A lighthearted moment during U.S. President Joe Biden’s visit to Canada on Friday involving the gifting of a chocolate bar meant so much more to the Syrian-Canadian whose company created the treat.
Tareq Hadhad, CEO of Peace By Chocolate in Antigonish, N.S., told Global News he was in disbelief after watching Green Party Leader Elizabeth May give Biden a “Peace Bar” during a welcoming ceremony in Ottawa.
“This is absolutely unbelievable. Totally unbelievable,” said Hadhad, who was invited to Friday night’s state dinner at the Ottawa Aviation Museum as a guest of Prime Minister Justin Trudeau.
“This is a moment for the history books for our family and we are incredibly honoured.”
Biden, who is known to have a sweet tooth, elicited laughs when — after handing the candy to Trudeau to sign the House of Commons guest book — he quickly asked about the chocolate bar’s whereabouts.
“Where’s my chocolate?” he asked as handlers began to usher him out of the room.
Trudeau, who had handed the bar to someone else, quickly returned it to him.
Biden told the reporters covering his visit that he might share his chocolate with them later, “depending on how tough your questions are.”
“It was a good thing (the bar was returned), because you really don’t want a bilateral incident prompted by the Prime Minister of Canada depriving a president of his chocolate bar,” May quipped to reporters as she entered the dinner Friday evening.
May said she got the idea for Biden’s gift when she visited Peace By Chocolate in Antigonish a week before the visit and saw a picture on the wall of former U.S. House Speaker Nancy Pelosi holding the same chocolate bar next to Trudeau.
Hadhad said he knew May had visited but could not imagine this viral moment with Biden would come as a result.
Get breaking National news
“I’m shaking from joy,” he said, adding he has received several messages of support from family, friends and fans of his company.
Hahdad and his family were chocolatiers back home in Syria for decades and once owned a large chocolate factory in Damascus.
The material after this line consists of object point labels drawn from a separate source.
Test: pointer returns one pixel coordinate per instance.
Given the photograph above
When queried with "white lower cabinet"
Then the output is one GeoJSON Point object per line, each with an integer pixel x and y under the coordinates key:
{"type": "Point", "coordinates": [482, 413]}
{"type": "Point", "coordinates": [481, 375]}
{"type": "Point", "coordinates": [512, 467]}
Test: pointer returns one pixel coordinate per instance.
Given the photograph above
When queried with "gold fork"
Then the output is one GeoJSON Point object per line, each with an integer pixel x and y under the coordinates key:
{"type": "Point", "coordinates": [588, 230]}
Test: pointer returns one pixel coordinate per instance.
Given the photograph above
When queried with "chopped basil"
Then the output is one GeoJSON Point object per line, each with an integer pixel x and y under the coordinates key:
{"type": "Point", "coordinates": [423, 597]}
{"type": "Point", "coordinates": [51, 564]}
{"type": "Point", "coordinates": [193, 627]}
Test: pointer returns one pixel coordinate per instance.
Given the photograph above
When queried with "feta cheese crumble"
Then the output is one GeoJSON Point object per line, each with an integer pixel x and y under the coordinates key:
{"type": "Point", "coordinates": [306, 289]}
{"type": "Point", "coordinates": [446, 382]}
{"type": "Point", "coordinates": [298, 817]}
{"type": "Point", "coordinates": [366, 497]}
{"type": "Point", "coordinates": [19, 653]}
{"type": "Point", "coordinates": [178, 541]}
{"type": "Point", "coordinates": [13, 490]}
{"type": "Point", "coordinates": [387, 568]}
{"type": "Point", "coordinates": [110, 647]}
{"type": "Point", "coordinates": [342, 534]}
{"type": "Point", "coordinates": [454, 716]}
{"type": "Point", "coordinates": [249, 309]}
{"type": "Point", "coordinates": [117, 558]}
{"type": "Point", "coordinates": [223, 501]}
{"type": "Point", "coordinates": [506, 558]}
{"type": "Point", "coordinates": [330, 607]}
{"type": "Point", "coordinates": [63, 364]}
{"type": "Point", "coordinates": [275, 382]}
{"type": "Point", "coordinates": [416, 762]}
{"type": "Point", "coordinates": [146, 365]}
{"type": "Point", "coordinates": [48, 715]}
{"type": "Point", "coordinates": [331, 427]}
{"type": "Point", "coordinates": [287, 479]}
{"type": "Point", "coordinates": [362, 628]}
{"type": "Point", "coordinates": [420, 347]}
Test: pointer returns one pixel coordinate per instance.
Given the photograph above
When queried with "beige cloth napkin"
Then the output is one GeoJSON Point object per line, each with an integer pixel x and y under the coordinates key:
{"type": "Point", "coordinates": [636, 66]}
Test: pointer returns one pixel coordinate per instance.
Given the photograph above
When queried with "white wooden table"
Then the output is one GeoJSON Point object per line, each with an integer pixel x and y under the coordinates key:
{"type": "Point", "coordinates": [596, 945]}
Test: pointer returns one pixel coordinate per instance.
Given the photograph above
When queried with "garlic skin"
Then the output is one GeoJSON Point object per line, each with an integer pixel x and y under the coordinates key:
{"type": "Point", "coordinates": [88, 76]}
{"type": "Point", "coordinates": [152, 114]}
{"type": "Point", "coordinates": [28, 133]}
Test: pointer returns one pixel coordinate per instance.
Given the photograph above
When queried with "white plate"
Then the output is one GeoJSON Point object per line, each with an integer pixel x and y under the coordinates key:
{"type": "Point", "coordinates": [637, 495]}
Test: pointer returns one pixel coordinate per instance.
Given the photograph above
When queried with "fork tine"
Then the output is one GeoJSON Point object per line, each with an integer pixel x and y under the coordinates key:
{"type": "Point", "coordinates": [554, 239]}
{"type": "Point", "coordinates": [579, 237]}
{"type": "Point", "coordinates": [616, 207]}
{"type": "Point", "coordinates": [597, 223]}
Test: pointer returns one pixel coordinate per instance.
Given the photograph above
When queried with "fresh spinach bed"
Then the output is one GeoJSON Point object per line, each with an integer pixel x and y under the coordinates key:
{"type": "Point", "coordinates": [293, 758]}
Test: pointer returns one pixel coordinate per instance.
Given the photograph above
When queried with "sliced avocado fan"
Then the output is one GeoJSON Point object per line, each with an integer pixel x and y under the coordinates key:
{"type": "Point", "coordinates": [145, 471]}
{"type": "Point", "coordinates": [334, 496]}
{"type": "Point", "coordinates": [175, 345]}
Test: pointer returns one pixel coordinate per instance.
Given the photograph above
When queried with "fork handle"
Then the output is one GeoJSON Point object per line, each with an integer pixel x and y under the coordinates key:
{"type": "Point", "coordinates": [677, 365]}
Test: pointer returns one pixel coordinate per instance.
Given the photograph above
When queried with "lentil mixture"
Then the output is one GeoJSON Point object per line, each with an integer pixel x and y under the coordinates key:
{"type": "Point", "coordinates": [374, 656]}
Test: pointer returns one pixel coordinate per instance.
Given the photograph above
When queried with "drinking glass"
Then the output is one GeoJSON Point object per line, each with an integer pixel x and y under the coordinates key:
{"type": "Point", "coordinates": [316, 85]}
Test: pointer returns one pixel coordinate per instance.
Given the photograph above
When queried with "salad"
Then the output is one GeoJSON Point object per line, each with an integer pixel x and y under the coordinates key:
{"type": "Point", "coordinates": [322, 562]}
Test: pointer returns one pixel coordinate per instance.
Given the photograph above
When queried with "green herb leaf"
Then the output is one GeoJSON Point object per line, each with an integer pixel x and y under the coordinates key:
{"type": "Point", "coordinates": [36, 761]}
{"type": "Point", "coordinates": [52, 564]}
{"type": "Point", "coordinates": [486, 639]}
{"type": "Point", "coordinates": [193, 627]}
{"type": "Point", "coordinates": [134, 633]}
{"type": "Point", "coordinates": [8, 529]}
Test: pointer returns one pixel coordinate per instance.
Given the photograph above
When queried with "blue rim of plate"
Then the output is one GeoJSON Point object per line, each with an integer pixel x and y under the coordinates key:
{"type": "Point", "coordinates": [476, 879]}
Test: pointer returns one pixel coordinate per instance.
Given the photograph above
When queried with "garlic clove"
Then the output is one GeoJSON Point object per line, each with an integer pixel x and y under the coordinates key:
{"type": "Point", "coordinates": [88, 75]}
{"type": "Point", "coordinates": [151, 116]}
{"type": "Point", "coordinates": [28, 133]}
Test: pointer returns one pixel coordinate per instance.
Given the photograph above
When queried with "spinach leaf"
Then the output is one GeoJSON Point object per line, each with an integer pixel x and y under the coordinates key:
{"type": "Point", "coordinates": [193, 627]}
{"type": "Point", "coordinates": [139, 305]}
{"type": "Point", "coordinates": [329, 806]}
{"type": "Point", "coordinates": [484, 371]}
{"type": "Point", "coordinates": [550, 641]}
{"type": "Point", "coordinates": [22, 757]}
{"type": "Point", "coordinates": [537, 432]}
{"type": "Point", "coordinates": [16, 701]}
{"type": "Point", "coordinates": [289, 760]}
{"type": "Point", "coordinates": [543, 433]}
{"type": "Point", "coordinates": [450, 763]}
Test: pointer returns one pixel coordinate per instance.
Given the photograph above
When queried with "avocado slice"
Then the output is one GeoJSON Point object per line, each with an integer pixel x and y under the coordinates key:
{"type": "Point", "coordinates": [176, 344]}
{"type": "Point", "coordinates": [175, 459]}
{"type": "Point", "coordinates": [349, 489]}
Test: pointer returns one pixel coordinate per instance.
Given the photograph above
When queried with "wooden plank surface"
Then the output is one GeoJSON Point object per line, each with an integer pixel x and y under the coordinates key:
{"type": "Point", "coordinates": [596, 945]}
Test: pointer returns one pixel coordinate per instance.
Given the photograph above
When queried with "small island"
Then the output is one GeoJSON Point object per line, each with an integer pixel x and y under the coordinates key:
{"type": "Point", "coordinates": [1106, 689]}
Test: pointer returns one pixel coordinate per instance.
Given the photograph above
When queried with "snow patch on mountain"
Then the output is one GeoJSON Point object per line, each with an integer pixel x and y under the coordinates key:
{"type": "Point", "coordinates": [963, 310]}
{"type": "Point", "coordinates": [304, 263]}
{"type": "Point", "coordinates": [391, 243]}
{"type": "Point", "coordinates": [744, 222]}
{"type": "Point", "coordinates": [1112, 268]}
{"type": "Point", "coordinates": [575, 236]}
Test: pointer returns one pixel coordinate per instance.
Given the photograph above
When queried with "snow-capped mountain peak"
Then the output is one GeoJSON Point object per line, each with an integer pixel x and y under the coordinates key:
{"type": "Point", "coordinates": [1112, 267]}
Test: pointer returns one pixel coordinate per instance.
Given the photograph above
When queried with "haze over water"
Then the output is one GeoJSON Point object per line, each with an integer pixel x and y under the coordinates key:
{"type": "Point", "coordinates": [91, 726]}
But the factory was bombed in 2012 during the escalation of the Syrian civil war, which forced the family to flee to Lebanon as refugees.
Three years later, they were welcomed into Canada and settled in Antigonish, where they established Peace By Chocolate. The Peace Bar gifted to Biden, which is packaged with the word “Peace” in 24 languages, was its first product.
“(We wanted) to teach people the true meaning and how to practice peace in their own means and their own forms,” Hadhad said.
“I am a big believer that our chocolate is bringing nations together. … We came to Canada as refugees because we lost everything to the war in Syria and we didn’t want to lose anything again here in Canada. That’s why we’re spreading this value.”
The family became Canadian citizens in 2020 and opened a new flagship store in downtown Halifax the following year. Its products are also sold in select supermarkets across Canada.
Currently, the company is donating 100 per cent of the proceeds from its Peace Bars to the Turkey-Syria Earthquake Red Cross Relief Fund to help the two countries rebuild from last month’s devastating earthquake, which killed nearly 60,000 people.
Hadhad said he hopes his family’s story can serve as an example of the value immigrants can bring to countries like the United States and Canada.
“We are just so honoured that the president — with an absolutely incredible agenda for yesterday and today until he leaves the country — he just remembered the chocolate bar,” he said.
“I really hope he’s going to also look at (it) further and really understand how Canada opened the doors for us and changed our lives forever.”